J’ai Lu, coll. "Millénaires"

Après Cosmic Erotica, Jean-Marc Ligny remet le couvert, toujours avec la même thématique, mais en faisant cette fois appel à des auteurs masculins, et pas n’importe lesquels, s’il vous plait ! La conception très ouverte de l’amour, défendue par l’anthologiste dans sa préface, permet une telle diversité de textes que la cohérence de l’ouvrage en souffre quelque peu.

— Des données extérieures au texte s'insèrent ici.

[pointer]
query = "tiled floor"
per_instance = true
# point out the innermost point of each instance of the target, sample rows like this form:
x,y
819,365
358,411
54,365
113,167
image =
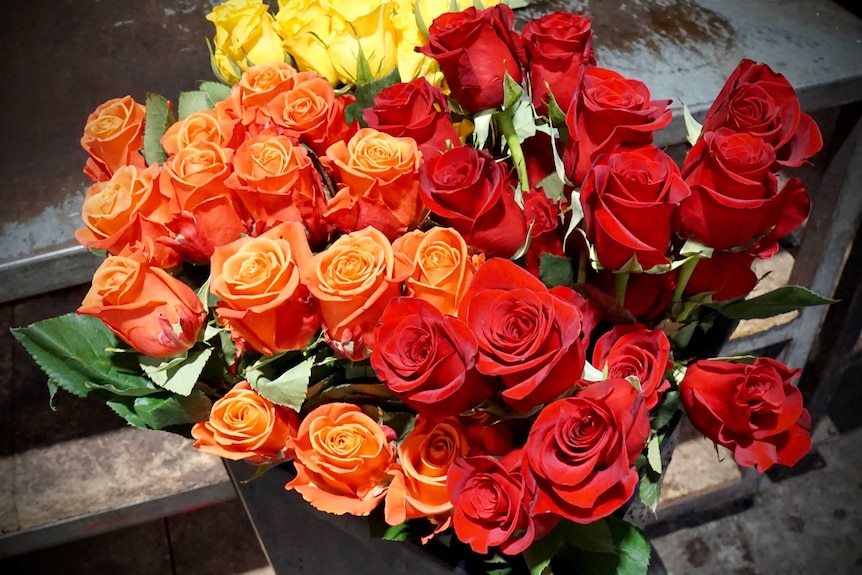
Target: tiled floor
x,y
216,540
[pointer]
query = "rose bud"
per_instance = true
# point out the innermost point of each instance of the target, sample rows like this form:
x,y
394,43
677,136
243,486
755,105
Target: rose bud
x,y
419,486
466,189
558,46
113,136
609,111
417,110
757,101
629,198
428,359
475,50
342,458
149,309
735,200
244,425
579,456
753,410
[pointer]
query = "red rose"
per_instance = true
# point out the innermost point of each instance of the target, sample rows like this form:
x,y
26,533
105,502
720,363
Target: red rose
x,y
545,235
609,111
757,101
634,350
528,335
475,50
727,274
735,200
580,451
629,199
490,503
558,46
417,110
467,191
753,410
427,359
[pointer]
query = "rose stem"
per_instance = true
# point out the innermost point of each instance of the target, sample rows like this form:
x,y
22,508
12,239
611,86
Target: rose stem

Ainsi, l’amour est-il plus souvent traité par la négative, l’absence : en témoignent " Magma ", de Serge Lehman, dont la dénonciation d’une médiatisation à outrance de la sexualité superficielle de la jet set, sans aucun sentiment, sonne terriblement juste ; " Playback ", de l’espagnol Armando Boix, qui traite du décalage entre désir sexuel et sentiment amoureux à travers un procédé de sexualité virtuelle, tout comme " Electro Cute ", du danois Henryk H. Loyche ; " Inbox ", du nouveau venu Arthur Zeven, ne s’intéresse également qu’à la sexualité crue, par le biais d’un produit à tester. La nouvelle de Valerio Evangelisti, " Le souffle des FARC ", ne parle pas non plus d’amour, mais détourne de façon amusante la mésaventure d’un Clinton pour en faire une arme politique bien plus efficace que la farce à laquelle nous avons eu droit ! Quant au texte de Clive Barker, " Le récit de Haeckel ", il est plutôt l’illustration sous un vernis gothique d’une histoire de sexualité mort-vivante assez répugnante et digne d’une bonne série Z ; un constat auquel échappe en partie Patrick Eris et " La promesse rompue ", même si son récit d’un mari trahi qui revient de l’au-delà pour se venger reste beaucoup trop classique.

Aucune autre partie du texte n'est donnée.